The fact that cameras are mounted so high is actually a benefit to the system since the bird's eye view provides a good method of lining up objects that are used as reference point for the positional graphics.
Geissler says that they found a method of managing the ‘drift’ from which all gyro systems will experience. “We reduced the drift to as little as 1/50 the speed of the earth rotation. But what’s more, we developed a method that compensated for the earth rotation by calculating, 2000 times per second, the effect of the earth rotation based on the camera’s position on the globe and the direction the camera is pointing. The system tracks precisely up to half an hour before needing to be re-homed. The procedure was so easy that at the end of each race, the camera operators chose to reset using this re-homing procedure by focusing on an agreed point and pressing a button. The system immediately knows where it is located and can allow the graphics to be positioned accurately.”
This Mo-Sys GyroTracker technology premiered during early 2014 in Austria as a proof of concept and was further tested in Spain later that year. The first real outing was in February 2015 in Abu Dhabi, the initial stop of the new Red Bull Air Race season. After further tests, revision of software as well as electronics, GyroTracker achieved a tracking result that met everyone’s expectations and became after the race in Rovinj a firm part of the Air Race production technology.

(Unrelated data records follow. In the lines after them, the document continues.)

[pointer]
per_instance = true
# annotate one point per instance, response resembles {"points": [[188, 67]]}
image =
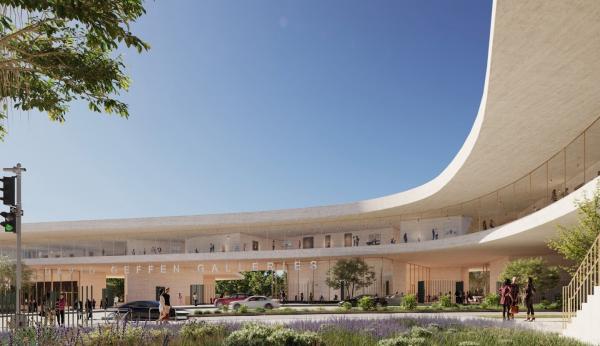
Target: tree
{"points": [[56, 52], [544, 277], [352, 274], [260, 282], [8, 274], [574, 242]]}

Up until recently, this level of precision has been almost impossible to achieve in challenging situations such as air races. Previously used optical tracking systems fall short
Geissler says he is very thankful to both Netventure and Red Bull for allowing the development of the system throughout the season and so provide the impetus for the tracking technology to mature. “We all worked very closely together.
Netventure, expanded its existing knowhow and also constantly improved the workflow and set-up procedure to deliver live augmented broadcast graphics fast and reliably. Netventure developed its own app which worked in conjunction with Bling Maps to align the location of the races, gates, cameras and virtual objects resulting in speeding up the process of the setup. It all added to the viewer experience to make the races even more exciting.”
He adds, “What made this project possible in a short time was the iterative, repeated testing and maturing cycles. Every four to six weeks there was a race where we were testing, revising and improving the technology in real life situation, not just in our lab. After a race there was a revision and we had to the next race to improve.”
Alongside the GyroTracker, the production facility for the outside broadcast acquired a Mo-Sys L40 remote head for the virtual informational graphics. With the L40, ultra precise tracking information, including lens data, plus a responsive and intuitive operation is possible through single mode fibre. The tracking data from L40 and GyroTracker is collected by a specially designed triple gateway with fibre conversion, and fed into a Vizrt graphics engines via RS422.
Geissler anticipates that such tracking technology will become more widely used on other sporting events, including F1 – especially where long lenses and from shaking camera platforms need to provide tracking for precise positioning for augmented graphics to make dramatic broadcasting.